Kim Comer from Breaking the Cycle said:
Thank you for making the effort to write down your thoughts about the assembly. I know all too well that it is not easy to express your feelings about your father and your relationship with him. Hold onto the part of you that still loves him no matter what. The easier path is to hold onto grudges and break off relationships. The harder way is to try to forgive and stick by someone you love no matter what they do. It means a lot to me that you want to hold onto that relationship and respect him as your father even if you are angry or frustrated about his behaviour.

Nathan Levy from Breaking the Cycle said:
Losing someone close to you is very hard to deal with and is a continual journey. September is always a difficult month as Robert (my brother) was killed. Coming to your school was very positive and the audience we had was both engaging and attentive. Your lives are all important and invaluable, therefore given the opportunity to give you a message or encouragement and understanding of forgiveness was very important for me and Breaking the Cycle team. Please keep all we discussed close to your hearts and use the assembly to motivate you as you strive for success.

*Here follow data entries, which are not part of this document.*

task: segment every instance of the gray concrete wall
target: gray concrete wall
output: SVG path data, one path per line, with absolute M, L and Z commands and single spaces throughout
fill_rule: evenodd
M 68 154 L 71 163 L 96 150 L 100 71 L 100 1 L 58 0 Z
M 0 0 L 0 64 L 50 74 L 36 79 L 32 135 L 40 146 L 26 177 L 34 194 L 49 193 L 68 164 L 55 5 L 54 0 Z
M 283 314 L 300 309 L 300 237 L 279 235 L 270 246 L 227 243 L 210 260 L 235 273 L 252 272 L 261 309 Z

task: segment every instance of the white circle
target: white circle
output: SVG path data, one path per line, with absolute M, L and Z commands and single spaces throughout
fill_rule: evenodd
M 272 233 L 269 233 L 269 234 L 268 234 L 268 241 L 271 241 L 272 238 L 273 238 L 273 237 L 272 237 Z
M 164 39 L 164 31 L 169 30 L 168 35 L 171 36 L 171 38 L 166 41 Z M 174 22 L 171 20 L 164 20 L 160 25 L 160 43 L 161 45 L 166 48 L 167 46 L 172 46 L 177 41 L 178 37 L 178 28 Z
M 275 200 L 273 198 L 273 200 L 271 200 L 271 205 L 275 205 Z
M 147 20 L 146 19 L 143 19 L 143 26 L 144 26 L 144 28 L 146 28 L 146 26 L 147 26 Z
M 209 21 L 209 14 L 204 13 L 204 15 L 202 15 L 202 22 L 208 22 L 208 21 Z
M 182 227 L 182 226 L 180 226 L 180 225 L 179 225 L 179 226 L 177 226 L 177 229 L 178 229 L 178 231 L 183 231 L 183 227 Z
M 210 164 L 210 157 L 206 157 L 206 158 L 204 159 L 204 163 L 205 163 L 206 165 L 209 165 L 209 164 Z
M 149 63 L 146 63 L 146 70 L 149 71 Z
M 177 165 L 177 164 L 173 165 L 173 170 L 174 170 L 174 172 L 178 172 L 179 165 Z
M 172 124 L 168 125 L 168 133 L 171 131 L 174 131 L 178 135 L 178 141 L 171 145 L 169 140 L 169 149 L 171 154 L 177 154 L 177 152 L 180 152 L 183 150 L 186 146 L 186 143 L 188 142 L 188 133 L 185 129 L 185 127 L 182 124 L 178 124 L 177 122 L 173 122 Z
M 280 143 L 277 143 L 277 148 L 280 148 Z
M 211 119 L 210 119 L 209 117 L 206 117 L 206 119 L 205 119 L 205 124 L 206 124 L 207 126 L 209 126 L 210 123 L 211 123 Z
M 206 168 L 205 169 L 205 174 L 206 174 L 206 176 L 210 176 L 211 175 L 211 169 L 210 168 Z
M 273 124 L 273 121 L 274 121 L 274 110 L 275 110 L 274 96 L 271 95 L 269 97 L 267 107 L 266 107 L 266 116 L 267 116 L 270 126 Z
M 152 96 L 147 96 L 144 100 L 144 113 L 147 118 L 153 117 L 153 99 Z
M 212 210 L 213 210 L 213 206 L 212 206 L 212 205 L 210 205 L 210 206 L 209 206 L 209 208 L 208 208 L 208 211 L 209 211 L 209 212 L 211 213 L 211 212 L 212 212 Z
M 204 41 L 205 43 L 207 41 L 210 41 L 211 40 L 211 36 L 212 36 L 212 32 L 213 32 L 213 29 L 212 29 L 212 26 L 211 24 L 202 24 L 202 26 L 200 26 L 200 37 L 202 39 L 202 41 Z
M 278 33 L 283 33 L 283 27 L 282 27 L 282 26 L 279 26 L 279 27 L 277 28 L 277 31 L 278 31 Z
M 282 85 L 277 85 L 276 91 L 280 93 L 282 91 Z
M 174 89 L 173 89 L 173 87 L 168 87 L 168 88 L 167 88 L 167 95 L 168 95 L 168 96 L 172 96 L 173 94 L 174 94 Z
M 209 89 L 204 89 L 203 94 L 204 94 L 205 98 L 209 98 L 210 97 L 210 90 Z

To the anonymous person who expressed their situation about their father and your condolences for myself, I both support you and thank you. It is so encouraging to hear that the assembly helped you in that way. I think your words are very honest and think that you will achieve a lot of progress with your father if you keep to what you have expressed in your comment. We all face obstacles in our life, but to create a support structure and positive aspirations in every part of our lives, will help us to achieve the best.